Conversely Jacob Zuma, the South African president who has little formal education, not only outfoxed Thabo Mbeki in the battle for the leadership of the ANC but has also proved to be a competent leader
over one of the biggest economies in Africa. The tragedy of some academics and intellectuals is that their strength is their weakness. Because of the confidence they have in themselves they end up sacrificing relationships, networks and the imperative of consultation.
The tragedy of intellectuals is that they believe that they do not need anybody else and can do it on their own but the reality of politics is that, in the words of James Dobson, “people do not care about what you know but they want to know whether you care”.
Weak civil society linkages
The MDC-N has weak linkages with labour, the student body, informal traders associations and church related groups. It however has the increasing support of a lot of Matabeleland-based cultural and social groups.
Tribalisation of politics
The tribalisation of Zimbabwean politics means that the party is viewed by people from outside Matabeleland as a regional outfit. However, ironically and paradoxically many people in the region of Matabeleland view the persecution of Ncube’s political ascent as an assault on the Ndebele people which could give currency and popularity to him.
Politics in Zimbabwe has been dichotomised into those who support Zanu PF and those against it.
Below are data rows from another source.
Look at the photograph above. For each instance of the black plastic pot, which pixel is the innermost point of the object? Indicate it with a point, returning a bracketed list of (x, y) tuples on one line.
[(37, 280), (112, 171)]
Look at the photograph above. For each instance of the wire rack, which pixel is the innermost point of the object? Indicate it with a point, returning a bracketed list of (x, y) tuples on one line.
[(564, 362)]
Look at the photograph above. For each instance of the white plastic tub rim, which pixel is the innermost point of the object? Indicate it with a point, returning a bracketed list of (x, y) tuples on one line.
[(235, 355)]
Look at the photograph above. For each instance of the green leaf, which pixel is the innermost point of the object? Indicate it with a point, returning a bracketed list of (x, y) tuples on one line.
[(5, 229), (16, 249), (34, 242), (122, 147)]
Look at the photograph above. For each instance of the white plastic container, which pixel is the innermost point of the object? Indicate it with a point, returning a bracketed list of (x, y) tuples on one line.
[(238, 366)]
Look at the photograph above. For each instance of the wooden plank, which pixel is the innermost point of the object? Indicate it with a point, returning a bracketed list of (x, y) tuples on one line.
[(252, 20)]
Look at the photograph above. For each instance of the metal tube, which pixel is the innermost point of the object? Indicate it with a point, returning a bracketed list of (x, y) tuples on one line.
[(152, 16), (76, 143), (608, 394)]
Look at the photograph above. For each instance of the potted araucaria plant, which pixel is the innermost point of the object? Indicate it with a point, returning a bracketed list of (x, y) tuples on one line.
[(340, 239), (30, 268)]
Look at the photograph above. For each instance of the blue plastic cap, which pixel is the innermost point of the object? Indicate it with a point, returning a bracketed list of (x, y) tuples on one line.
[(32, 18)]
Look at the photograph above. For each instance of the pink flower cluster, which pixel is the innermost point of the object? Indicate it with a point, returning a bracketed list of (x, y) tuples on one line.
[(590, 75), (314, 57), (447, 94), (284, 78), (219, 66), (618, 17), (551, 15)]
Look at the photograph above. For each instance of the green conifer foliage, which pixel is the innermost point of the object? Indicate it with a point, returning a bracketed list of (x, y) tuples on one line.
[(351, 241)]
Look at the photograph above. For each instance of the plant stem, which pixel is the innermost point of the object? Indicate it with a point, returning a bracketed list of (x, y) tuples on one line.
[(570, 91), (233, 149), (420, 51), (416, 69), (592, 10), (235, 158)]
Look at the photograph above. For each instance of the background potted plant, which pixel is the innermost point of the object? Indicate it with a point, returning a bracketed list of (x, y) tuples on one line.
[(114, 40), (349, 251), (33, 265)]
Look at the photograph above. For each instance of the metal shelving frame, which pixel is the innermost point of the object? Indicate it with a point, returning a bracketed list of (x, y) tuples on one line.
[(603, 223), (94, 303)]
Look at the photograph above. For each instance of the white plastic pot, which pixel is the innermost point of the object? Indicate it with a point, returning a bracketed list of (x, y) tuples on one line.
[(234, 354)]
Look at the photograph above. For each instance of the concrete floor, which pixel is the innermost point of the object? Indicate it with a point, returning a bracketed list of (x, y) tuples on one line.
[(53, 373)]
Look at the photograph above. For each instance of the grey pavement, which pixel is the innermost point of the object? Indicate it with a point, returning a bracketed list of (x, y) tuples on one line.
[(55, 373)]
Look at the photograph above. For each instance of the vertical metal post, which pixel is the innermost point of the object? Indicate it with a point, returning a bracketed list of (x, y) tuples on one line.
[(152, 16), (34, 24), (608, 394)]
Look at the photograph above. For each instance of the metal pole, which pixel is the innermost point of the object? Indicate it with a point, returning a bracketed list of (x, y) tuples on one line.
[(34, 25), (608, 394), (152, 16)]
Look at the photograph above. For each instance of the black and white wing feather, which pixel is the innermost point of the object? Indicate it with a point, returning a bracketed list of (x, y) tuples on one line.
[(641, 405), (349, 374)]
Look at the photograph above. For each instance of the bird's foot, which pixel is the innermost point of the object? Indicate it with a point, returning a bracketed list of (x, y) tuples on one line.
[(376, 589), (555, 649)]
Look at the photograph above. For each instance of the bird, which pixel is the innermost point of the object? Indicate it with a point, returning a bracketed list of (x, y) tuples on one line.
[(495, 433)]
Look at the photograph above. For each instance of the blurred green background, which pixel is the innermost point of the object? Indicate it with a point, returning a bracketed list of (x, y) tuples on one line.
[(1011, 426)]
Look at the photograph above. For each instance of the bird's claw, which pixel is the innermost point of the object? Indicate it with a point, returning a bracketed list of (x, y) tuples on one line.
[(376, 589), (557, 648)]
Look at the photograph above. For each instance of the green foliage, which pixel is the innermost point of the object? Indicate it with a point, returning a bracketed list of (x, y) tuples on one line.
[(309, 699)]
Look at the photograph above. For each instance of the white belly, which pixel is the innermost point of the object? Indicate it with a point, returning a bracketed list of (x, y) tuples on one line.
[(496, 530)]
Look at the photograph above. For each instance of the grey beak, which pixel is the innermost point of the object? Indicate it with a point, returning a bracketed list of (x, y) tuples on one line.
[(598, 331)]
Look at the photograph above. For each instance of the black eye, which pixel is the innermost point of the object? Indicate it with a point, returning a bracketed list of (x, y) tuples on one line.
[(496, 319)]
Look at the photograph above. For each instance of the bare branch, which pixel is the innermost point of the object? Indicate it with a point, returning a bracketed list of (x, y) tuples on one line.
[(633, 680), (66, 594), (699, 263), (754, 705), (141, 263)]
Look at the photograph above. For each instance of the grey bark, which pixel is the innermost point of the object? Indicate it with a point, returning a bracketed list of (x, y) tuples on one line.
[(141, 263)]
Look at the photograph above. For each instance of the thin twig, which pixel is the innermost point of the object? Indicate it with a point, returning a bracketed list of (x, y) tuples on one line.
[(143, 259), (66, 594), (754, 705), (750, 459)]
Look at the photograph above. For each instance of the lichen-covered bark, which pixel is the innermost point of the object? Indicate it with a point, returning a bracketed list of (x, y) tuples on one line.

Popularly MDC-T is seen as an embodiment of resistance to Zanu PF. This will militate against the MDC-N, at least at a national level.
The electoral system
The “first past the post” system gives bigger parties such as Zanu PF and MDC-T an advantage at the expense of the MDC-N and Zapu. The MDC-M could actually have won at least four to five seats more if proportional representation had been used in the last election.
The Zapu threat
The emergence of Zapu could swing some votes and support away from MDC-N in Matabeleland. The two parties could find themselves “fishing from the same fish pond”.
The Ncube factor
Whilst many people view the ascendance of Ncube as an elitist transfer of power, nothing could be further from the truth as many people in Matabeleland region view this as a positive move. People in the region are now tired of being used as political ornaments to provide “ethnic décor to” national parties.
People are asking themselves “is it wrong to have a Ndebele leader?” The critical emerging issue in Matabeleland is no longer just removing Mugabe from power but what is in it for Matabeleland, and these are the dynamics of the political season. The flurry of criticism against Ncube from the state and independent media has made him something of a hero to many people in Matabeleland. People love tragic figures or martyrs and the crucifixion of Ncube has given him fresh credibility and impetus.
Whilst he is aloof, uncharismatic and appears to be cold and distant, a lot of people are beginning to believe in him because of all the hullaballoo about somebody from Matabeleland leading a national party.
Talent and experience
The MDC-N has in its ranks talented politicians, experienced activists and academics. They need to translate this into political advantage through grassroots based strategies.
The MDC- N has been fairly consistent in its positions about a wide variety of issues including the issue of the re-introduction of the senate (which led to the split of the party), the negotiated Kariba constitution and the need for full implementation of the Global Political Agreement before elections.
As to whether they will have an effect, they definitely cause a shift in the country’s political terrain albeit to minor extent. If they fail to adapt to the political terrain and do not strategise on grassroots mobilisation they will be relegated to the dustbin of history.